• Welcome to Lousy Print.

    This is where you can order printouts of your favorite pictures, to be printed with dot matrix printers. These are printers that were common years ago, in the 1970s, 1980s and a bit during the 1990s.

    Because these have been kinda standard for at least 30 years, a little culture formed around them. Dot matrix printers belong to the "impact" printers family. They work like a typewriter: a metal rod strikes the ink-soaked ribbon against an area on the paper sheet and produces a shape. Typewriters produced the symbol that was pressed. Dot matrix printers can produce graphics, or predefined fonts that they have preloaded in their memory. We can use them to print any pictures you want to have printed, or we can use them to make ASCII art with your picture.

    We print whatever you send us, in whatever way you want us to print it, then send the paper sheet with the printout to your snail mail address.

    For more info, you might want to check the FAQ.

    Have fun!

  • Lousyprint FAQ

    Questions will be added as you ask them, of course.

    1. What is a dot matrix printer?

    It is a printer that has a few needles. They strike a ribbon that is soaked in some special ink and the ribbon is thus pressed against the paper to be printed on. Thus, a colored dot appears on the paper. Usually, the dot is black and the printer can only output grayscale printouts. But color dot matrix printers exist, and we've got them. Such a printer can have 7, 9 or 24 pins. 7-pin ones are completely gone. But 9-pin printing heads were at some point combined into 18-pin heads (by using two in the same assembly) and even 36-pin printing heads (by using four). The more pins a dot-matrix printer has, the higher the print resolution it can output.

    2. Why would I buy a dot matrix printout?

    Because it looks somewhat artistic, like an old, grainy, black and white movie. And we can also provide color printouts, rarely encountered during the dot matrix days. The lower the resolution, the more visible the graininess is.

    3. What is ASCII art?

    That is a picture made out of regular characters. One can "draw" pictures with the use of computer characters. This was done in the past using impact printers or even fax machines (called fax art). The standard characters that an average computer can display are called ASCII (American Standard Code for Information Interchange), hence the name ASCII art. An example of a picture converted to ASCII art: http://photoshopcall.com/wp-content/uploads/2010/07/ascii-art-photoshop-tutorial-530x257.jpg They have a tutorial about how to prepare pictures to be transformed into such art in Photoshop: http://photoshopcall.com/software/tutorial-on-how-to-make-ascii-art-photo-effect/ But the easiest way we discovered is to use the online ASCII art generator found here However, given a little more patience, the tool called Ascgen dotNET makes much better ASCII art pictures.

    4. How to generate ASCII art from my picture?

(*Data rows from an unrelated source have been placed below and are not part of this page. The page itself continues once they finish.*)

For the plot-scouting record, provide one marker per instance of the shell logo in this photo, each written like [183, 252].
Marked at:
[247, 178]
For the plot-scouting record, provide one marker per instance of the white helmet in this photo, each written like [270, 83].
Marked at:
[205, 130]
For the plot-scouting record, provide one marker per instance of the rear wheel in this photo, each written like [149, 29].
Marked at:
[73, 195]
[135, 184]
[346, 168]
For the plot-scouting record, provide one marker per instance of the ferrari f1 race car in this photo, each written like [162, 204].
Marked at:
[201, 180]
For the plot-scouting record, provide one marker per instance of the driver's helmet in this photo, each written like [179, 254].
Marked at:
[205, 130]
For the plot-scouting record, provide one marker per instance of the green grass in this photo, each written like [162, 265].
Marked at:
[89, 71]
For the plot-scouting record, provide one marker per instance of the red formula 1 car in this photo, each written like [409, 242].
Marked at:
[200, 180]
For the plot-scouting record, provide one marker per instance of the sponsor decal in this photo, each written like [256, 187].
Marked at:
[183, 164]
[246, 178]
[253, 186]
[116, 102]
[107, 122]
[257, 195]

    Short answer: http://ascgendotnet.jmsoftware.co.uk

    5. What is color HTML?

    That is also a picture made out of regular characters, just like ASCII art. One can "draw" pictures with the use of computer characters, but this time, a block of characters will be created and each character will have a different color, trying to match the original colors from the source picture. A good example of the differences between regular ASCII art and color HTML art can be seen in this picture: http://www.orangeinks.com/wp-content/uploads/2009/03/colored-ascii-art.png


    6. How to generate a color HTML page from my picture?

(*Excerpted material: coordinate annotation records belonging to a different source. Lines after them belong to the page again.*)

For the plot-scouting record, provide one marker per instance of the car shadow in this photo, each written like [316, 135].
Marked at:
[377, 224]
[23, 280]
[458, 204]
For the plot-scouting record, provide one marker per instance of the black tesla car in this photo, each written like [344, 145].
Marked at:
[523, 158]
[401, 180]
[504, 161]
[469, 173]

    Short answer: http://ascgendotnet.jmsoftware.co.uk

    7. What's an overprint?

    Sometimes the ASCII art generated from a picture wasn't convincing enough, or could look better. In some cases, people chose to do an overprint, which means to print the same output twice, on the same sheet of paper. The user would simply print once, then feed the same sheet of paper into the printer and print again. Of course, since this was thought up so that ASCII art looked better, we're only offering it for ASCII art as well. We think that printing the same grayscale picture twice, in graphics mode, is unnecessary. Color printing on a dot matrix printer, on the other hand, is almost printing the same thing four times: the printer's ribbon contains four segments of different colors (CMYK - Cyan, Magenta, Yellow, Black) and the printer will print the same spot with each of them, as needed.